Key Events · M&A and Partnerships · SOUN
-
Amended Merger Agreement
SoundHound AI and LivePerson amended their merger agreement, originally dated April 21, 2026, to facilitate the acquisition of LivePerson.
-
Cash for TASE Shareholders
LivePerson shareholders holding shares on the Tel Aviv Stock Exchange (TASE) will now receive cash consideration, capped at $7.5 million, instead of SoundHound AI common stock. This change addresses Israeli securities law requirements that would have otherwise delayed the merger.
-
Stock Consideration for Other Shareholders
Other LivePerson shareholders will continue to receive SoundHound AI Class A common stock as per the original agreement, with the aggregate consideration for equity holders remaining at approximately $42.8 million (subject to adjustments).
-
Significant Share Issuance
SoundHound AI expects to issue approximately 42.6 million new shares of its common stock to LivePerson shareholders and secured noteholders, representing approximately 10.1% dilution to existing SoundHound AI shareholders.
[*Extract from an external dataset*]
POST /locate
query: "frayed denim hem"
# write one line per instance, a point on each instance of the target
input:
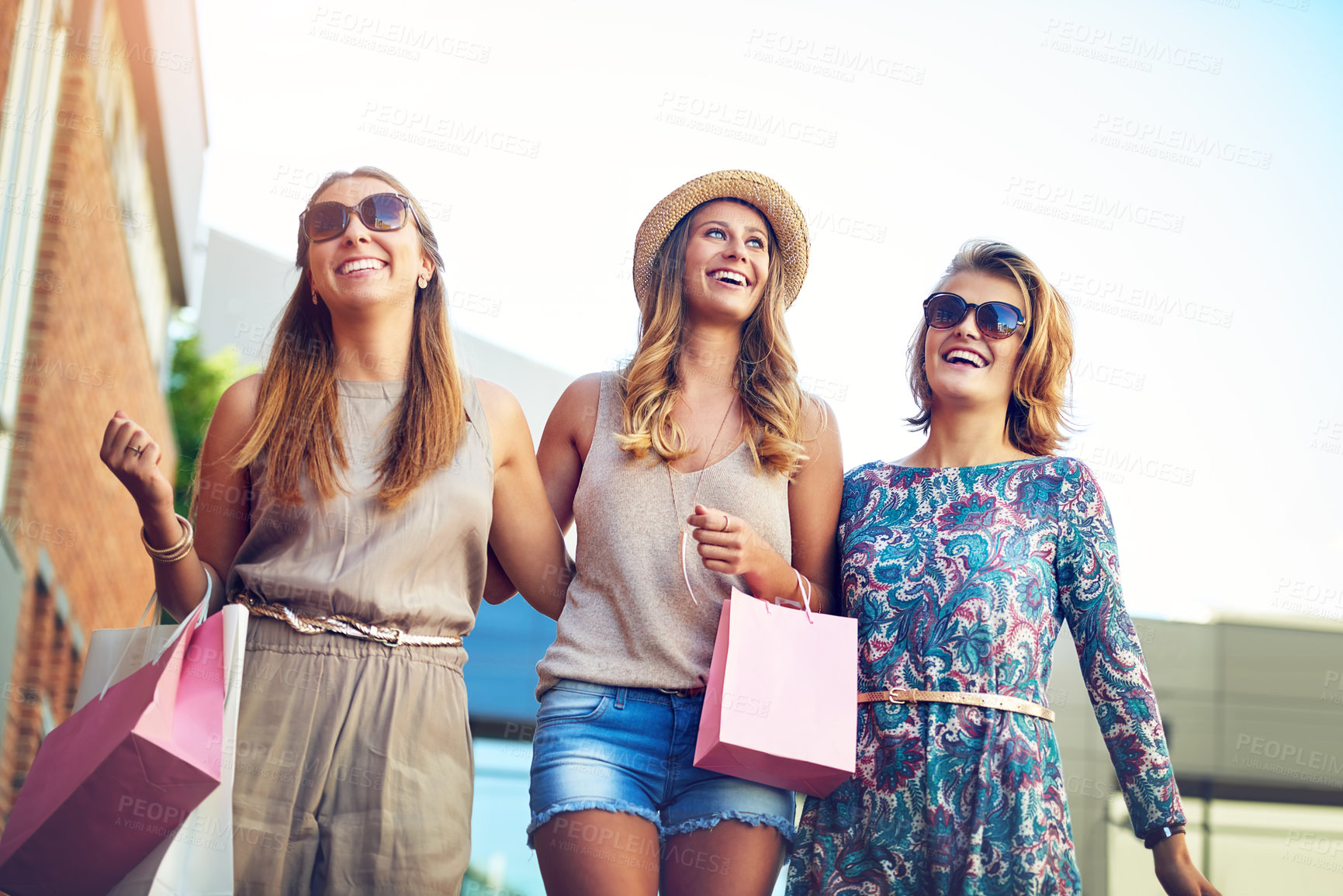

Analysis · SOUN · Technology
This S-4/A filing provides the full details of the amended merger agreement for SoundHound AI's acquisition of LivePerson. The most significant change is the introduction of a cash consideration for LivePerson shareholders whose shares are traded on the Tel Aviv Stock Exchange (TASE). This strategic adjustment aims to circumvent Israeli securities law requirements that would have mandated a lengthy prospectus filing, thereby expediting the overall transaction. While the core equity consideration for LivePerson shareholders remains largely consistent with the original agreement, the deal involves substantial dilution for existing SoundHound AI shareholders, with approximately 42.6 million new shares expected to be issued, representing about 10.1% of current outstanding shares. The acquisition is strategically important for SoundHound AI, promising expanded customer bases, diversified verticals, and a stronger data foundation, while offering a crucial lifeline to LivePerson amidst its significant debt burden and customer attrition. The transaction is expected to close in Q3 2026, with most key regulatory approvals already secured.
At the time of this filing, SOUN was trading at $6.58 on NASDAQ in the Technology sector, with a market capitalization of approximately $2.8B. The 52-week trading range was $5.83 to $22.17. This filing was assessed with neutral market sentiment and an importance score of 9 out of 10.